In terms of market capitalization, it fell approximately Rs 49,355 crore today, from Rs 12,34,104 crore to Rs 11,84,749 crore in a day.
The most important question here is why it fell so much and what happened to the stock as well as the company overnight.
The answer is that HDFC Bank organized an analyst meeting on Monday and during its meeting, HDFC Bank pointed out the possibility of a short-term worsening of net interest margin (NIM), net worth, and asset quality following its merger with its parent company, Housing Development Finance Corporation.
Net Interest Margins
At the meeting, analysts cited Chief Financial Officer Srinivasan Vaidyanathan as saying that the NIMs may narrow by 25 basis points (bps) due to the combined impact of the incremental Cash Reserve Ratio (CRR) and excess liquidity.
Vaidyanathan also mentioned a one-time hit of Rs 20,000 crore due to an erosion in HDFC limited net worth, attributed to one-off charges such as deferred tax liability, the impact of incremental cash reserve ratio, and alignment with the new Indian accounting standards.
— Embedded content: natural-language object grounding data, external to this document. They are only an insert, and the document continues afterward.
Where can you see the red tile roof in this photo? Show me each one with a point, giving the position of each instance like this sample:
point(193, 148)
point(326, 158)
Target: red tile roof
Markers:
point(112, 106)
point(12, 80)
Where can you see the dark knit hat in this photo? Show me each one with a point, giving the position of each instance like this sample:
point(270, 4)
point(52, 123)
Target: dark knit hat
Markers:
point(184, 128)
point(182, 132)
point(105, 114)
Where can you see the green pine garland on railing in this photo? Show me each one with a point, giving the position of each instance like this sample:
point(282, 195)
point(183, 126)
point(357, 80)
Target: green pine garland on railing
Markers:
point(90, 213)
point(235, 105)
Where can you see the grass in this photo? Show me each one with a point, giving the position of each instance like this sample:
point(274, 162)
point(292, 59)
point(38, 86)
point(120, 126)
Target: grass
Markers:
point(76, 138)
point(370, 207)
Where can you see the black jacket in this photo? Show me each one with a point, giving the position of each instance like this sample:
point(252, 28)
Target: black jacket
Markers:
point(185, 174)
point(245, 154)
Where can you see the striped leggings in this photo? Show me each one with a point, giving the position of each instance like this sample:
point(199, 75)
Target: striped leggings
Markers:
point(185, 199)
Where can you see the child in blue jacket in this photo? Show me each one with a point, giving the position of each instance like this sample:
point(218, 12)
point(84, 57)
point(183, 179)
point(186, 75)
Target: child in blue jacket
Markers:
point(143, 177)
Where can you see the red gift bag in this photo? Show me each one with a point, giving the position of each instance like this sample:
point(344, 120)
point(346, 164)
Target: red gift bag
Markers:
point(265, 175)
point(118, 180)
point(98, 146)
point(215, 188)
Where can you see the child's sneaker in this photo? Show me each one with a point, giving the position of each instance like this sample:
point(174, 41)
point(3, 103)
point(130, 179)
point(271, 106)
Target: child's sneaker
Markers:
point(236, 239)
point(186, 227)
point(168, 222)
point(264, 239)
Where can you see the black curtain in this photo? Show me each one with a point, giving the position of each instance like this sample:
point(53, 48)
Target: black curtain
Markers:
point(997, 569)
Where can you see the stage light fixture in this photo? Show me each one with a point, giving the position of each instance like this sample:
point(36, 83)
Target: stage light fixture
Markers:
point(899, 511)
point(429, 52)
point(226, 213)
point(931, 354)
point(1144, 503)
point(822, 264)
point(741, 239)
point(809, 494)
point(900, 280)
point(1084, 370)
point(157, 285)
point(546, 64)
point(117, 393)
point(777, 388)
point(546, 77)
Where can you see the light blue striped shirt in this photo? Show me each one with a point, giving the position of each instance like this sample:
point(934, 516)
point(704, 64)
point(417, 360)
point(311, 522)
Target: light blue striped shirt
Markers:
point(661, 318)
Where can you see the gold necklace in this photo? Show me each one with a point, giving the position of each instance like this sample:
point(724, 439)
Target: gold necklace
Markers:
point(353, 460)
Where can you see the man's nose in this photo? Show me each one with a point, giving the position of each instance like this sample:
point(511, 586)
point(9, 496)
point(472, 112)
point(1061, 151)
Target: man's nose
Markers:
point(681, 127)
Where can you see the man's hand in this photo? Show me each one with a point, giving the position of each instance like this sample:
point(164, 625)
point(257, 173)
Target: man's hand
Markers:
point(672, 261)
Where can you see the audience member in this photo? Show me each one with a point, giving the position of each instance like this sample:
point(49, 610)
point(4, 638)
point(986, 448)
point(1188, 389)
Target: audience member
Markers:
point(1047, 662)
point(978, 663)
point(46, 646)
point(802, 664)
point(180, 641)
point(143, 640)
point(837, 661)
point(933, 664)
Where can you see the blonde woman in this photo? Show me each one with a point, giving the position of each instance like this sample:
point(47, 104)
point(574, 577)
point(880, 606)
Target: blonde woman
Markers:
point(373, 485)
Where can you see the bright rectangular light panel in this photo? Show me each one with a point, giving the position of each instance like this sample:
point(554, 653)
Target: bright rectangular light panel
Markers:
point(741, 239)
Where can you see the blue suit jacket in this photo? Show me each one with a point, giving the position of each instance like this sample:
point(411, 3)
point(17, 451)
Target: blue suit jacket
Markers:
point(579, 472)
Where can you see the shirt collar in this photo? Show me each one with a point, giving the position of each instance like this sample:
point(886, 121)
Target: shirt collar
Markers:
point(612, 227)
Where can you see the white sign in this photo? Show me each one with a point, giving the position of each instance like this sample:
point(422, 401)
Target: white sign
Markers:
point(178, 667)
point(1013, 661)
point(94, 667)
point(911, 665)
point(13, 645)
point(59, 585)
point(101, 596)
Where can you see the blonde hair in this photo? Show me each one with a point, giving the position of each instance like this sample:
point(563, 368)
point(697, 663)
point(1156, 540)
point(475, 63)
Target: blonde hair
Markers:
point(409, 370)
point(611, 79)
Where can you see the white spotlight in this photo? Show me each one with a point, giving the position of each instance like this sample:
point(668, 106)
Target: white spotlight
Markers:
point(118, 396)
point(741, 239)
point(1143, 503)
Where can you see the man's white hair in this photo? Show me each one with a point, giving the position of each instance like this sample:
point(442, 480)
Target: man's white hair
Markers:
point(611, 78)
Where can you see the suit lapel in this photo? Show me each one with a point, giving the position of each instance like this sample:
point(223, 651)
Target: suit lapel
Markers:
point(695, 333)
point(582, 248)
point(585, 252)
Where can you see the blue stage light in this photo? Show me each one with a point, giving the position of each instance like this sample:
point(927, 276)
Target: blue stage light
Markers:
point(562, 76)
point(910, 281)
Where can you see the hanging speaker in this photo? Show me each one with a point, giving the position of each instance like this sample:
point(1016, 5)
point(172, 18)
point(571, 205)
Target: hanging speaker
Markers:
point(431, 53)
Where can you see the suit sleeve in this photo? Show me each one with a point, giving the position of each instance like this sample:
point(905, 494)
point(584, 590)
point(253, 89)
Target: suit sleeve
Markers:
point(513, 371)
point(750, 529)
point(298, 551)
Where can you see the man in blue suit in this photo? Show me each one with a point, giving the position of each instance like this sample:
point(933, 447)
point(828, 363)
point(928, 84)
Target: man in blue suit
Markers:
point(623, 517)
According to an investor presentation on its website, HDFC’s net worth, which previously stood at Rs 1.340 billion as of March 31, 2023, will now be lower, at Rs 1118 billion as of July 1, under the IGAAP financial reporting standards following its merger with the bank.
Furthermore, the bank is likely to see a marginal worsening of its bad loan ratios after the merger with HDFC Ltd., the bank is expected to experience an increase in its GNPA ratio to 1.4% as of July 1, compared to 1.2% as of June 30 as per Vaidyanathan, during a discussion. In a presentation, the bank also mentioned that the net NPA ratio will rise to 0.4% from 0.3% at the end of the first quarter.
The increase in bad loans can be attributed to HDFC’s non-individual housing loan portfolio, which reported a gross bad loan ratio of 6.7% as of July 1st. There are certain non-individual accounts that the bank’s risk assessment is not comfortable holding, he said.
As of March 31, HDFC had a total loan portfolio exceeding Rs 6 lakh crore, comprising Rs 4.99 lakh crore in retail loans and Rs 1.15 lakh crore in loans extended to corporate entities. The bank has maintained sufficient provisions for these loans, according to the bank’s CFO.
As of July 1, the provision coverage ratio for the merged entity stands at 74%, compared to 75% as of June 30. At present, the non-individual loan portfolio is in a state of reduction, and it is expected to take a few quarters before it stabilizes, as mentioned by Vaidyanathan.
The combined loan portfolio now exceeds Rs 22 lakh crore, making it second only to the State Bank of India in terms of asset size. Some analysts express concerns that the expansion of the balance sheet could potentially prevent future growth.
On July 1, the merger of the two entities occurred, resulting in the formation of the second-largest bank in India.
Disclaimer: This blog has been written exclusively for educational purposes. The securities mentioned are only examples and not recommendations. It is based on several secondary sources on the internet and is subject to changes. Please consult an expert before making related decisions.